DPHGNN: A Dual Perspective Hypergraph Neural Networks
Siddhant Saxena, Shounak Ghatak, Raghu Kolla, Debashis Mukherjee,, Tanmoy Chakraborty

TL;DR
DPHGNN introduces a dual-perspective hypergraph neural network that captures both lower-order and higher-order semantics, improving hypernode classification and real-world prediction tasks through topology-aware inductive biases.
Contribution
It proposes a novel dual-perspective HGNN with equivariant operator learning, enhancing expressivity and performance over existing models.
Findings
Outperforms seven state-of-the-art baselines on eight datasets.

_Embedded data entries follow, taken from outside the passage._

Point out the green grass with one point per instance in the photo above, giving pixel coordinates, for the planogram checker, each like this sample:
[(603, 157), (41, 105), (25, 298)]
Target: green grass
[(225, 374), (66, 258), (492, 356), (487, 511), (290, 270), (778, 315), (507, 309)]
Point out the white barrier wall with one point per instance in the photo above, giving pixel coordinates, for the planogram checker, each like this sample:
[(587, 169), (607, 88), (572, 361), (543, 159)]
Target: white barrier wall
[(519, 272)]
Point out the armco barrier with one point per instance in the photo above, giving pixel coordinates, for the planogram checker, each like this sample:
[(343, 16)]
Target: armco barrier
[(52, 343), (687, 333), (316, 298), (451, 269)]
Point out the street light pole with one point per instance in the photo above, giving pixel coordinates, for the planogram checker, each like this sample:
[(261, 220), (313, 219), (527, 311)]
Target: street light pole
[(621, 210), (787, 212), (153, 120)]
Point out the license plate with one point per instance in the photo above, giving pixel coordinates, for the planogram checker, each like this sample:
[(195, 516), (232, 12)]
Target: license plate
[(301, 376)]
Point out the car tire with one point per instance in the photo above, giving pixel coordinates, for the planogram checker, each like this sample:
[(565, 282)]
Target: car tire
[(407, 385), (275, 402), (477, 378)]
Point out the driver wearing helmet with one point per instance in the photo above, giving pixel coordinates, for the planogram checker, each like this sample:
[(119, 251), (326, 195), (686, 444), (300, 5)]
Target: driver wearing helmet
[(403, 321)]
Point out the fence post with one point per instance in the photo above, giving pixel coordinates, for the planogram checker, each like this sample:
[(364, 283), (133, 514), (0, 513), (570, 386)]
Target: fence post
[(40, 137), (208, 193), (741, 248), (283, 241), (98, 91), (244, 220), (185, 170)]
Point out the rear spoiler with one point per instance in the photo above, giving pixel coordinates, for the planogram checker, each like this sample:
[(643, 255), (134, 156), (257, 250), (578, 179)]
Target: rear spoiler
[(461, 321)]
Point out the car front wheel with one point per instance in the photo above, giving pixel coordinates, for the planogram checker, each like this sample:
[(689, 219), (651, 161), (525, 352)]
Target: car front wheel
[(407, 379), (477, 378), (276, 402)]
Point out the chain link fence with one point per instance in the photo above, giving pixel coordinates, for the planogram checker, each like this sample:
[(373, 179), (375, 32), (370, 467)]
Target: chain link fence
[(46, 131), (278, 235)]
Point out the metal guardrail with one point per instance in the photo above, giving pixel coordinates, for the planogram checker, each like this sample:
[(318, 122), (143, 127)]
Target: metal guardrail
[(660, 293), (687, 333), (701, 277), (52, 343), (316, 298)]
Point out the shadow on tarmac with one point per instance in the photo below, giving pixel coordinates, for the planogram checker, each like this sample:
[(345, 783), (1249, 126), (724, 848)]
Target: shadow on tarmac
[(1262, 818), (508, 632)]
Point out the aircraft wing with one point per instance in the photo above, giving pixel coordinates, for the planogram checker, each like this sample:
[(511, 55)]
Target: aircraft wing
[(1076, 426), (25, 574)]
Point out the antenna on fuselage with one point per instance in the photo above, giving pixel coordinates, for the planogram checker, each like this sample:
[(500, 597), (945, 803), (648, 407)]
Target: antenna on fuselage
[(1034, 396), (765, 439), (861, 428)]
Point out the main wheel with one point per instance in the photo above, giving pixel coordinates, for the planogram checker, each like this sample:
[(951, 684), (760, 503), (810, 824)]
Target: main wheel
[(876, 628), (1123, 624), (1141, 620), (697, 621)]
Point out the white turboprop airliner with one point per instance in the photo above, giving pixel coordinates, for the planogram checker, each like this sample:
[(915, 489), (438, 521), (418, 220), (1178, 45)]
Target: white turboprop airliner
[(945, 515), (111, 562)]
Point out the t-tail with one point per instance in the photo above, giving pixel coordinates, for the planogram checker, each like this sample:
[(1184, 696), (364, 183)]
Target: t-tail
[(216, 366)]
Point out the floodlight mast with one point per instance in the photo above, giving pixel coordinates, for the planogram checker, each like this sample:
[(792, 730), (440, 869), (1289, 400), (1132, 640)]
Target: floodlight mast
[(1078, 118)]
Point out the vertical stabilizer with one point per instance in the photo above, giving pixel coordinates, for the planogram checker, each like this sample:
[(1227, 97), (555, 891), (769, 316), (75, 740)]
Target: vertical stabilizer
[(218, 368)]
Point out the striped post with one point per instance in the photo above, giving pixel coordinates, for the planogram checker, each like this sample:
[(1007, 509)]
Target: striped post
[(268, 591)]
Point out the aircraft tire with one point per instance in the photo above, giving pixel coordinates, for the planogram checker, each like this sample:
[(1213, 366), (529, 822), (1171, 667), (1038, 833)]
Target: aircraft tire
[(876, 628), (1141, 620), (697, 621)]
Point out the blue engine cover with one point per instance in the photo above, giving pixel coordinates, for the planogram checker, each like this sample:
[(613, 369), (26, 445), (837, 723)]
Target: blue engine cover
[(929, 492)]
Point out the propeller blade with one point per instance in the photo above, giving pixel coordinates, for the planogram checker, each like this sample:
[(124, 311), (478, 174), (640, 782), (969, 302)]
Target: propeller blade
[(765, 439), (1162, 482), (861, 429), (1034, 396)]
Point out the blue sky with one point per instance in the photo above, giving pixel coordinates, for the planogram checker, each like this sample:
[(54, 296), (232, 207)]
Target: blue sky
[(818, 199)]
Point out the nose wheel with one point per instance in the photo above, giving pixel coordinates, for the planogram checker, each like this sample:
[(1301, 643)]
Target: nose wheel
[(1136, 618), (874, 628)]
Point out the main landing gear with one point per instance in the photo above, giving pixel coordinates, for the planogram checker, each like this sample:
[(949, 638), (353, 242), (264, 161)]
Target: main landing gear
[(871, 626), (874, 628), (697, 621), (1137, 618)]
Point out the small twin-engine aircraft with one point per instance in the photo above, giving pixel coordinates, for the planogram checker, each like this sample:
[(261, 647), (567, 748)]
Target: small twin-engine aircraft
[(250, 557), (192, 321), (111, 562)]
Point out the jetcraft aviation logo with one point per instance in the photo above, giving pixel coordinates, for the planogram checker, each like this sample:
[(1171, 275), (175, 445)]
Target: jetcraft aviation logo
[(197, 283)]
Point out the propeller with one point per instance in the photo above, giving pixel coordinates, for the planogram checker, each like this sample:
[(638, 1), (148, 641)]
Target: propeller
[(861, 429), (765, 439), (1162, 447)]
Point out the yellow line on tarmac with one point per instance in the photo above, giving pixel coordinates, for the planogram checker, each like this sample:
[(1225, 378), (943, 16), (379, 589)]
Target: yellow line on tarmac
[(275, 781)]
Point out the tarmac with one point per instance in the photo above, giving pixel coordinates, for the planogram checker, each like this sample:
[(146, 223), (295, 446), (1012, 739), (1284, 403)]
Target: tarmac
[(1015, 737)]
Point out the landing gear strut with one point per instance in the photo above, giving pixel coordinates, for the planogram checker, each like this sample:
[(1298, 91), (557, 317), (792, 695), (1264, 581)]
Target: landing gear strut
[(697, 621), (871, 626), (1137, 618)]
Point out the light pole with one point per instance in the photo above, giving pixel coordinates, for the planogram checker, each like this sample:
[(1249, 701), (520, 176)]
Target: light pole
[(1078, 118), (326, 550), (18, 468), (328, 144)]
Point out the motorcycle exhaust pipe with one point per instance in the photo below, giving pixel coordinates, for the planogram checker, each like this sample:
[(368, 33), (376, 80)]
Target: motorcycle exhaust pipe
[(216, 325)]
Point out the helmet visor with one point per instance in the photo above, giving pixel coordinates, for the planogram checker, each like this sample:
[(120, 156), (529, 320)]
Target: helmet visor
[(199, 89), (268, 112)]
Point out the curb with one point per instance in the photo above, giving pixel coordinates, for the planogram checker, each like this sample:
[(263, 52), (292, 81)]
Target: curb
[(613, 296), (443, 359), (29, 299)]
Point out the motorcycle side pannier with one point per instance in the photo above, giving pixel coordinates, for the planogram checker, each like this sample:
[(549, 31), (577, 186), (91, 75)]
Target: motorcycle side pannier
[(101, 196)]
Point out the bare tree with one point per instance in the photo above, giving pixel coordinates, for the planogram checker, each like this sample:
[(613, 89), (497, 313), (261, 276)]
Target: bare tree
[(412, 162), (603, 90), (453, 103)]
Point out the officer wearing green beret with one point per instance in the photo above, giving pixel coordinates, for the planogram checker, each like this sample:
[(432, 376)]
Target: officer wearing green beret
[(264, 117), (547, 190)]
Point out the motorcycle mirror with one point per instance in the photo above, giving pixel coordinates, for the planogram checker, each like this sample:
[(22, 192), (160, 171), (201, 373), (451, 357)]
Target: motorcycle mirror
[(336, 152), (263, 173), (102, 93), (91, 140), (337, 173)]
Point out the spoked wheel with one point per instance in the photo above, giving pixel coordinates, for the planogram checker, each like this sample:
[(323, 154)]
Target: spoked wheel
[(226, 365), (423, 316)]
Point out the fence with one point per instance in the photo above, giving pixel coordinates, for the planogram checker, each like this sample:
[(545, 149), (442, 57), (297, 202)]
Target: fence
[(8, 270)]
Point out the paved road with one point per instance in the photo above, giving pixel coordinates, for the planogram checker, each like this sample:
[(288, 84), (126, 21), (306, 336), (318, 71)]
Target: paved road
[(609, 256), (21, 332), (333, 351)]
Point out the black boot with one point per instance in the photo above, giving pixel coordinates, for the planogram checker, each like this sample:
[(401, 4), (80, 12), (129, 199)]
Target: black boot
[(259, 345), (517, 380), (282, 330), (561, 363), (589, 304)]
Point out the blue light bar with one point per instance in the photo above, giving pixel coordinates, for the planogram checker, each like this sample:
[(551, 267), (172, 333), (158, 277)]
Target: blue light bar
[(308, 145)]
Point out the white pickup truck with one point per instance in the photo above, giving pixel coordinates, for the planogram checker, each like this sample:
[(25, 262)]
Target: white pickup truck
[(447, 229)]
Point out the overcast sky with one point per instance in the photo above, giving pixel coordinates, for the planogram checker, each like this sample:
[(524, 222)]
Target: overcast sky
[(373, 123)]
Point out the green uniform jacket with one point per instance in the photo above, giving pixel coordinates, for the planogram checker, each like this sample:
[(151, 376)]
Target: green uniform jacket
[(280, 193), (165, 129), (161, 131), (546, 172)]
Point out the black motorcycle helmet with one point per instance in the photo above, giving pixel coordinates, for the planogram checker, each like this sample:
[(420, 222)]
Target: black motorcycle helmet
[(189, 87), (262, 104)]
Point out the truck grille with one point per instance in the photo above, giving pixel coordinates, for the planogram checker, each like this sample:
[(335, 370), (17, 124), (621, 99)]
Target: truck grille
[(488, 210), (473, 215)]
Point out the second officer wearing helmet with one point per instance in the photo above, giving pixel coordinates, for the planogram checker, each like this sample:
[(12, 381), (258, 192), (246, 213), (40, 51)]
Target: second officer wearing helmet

Achieves ~7% higher macro F1-Score in RTO prediction.
Provides a theoretical framework for hypergraph neural network expressivity.
Abstract
Message passing on hypergraphs has been a standard framework for learning higher-order correlations between hypernodes. Recently-proposed hypergraph neural networks (HGNNs) can be categorized into spatial and spectral methods based on their design choices. In this work, we analyze the impact of change in hypergraph topology on the suboptimal performance of HGNNs and propose DPHGNN, a novel dual-perspective HGNN that introduces equivariant operator learning to capture lower-order semantics by inducing topology-aware spatial and spectral inductive biases. DPHGNN employs a unified framework to dynamically fuse lower-order explicit feature representations from the underlying graph into the super-imposed hypergraph structure. We benchmark DPHGNN over eight benchmark hypergraph datasets for the semi-supervised hypernode classification task and obtain superior performance compared to seven…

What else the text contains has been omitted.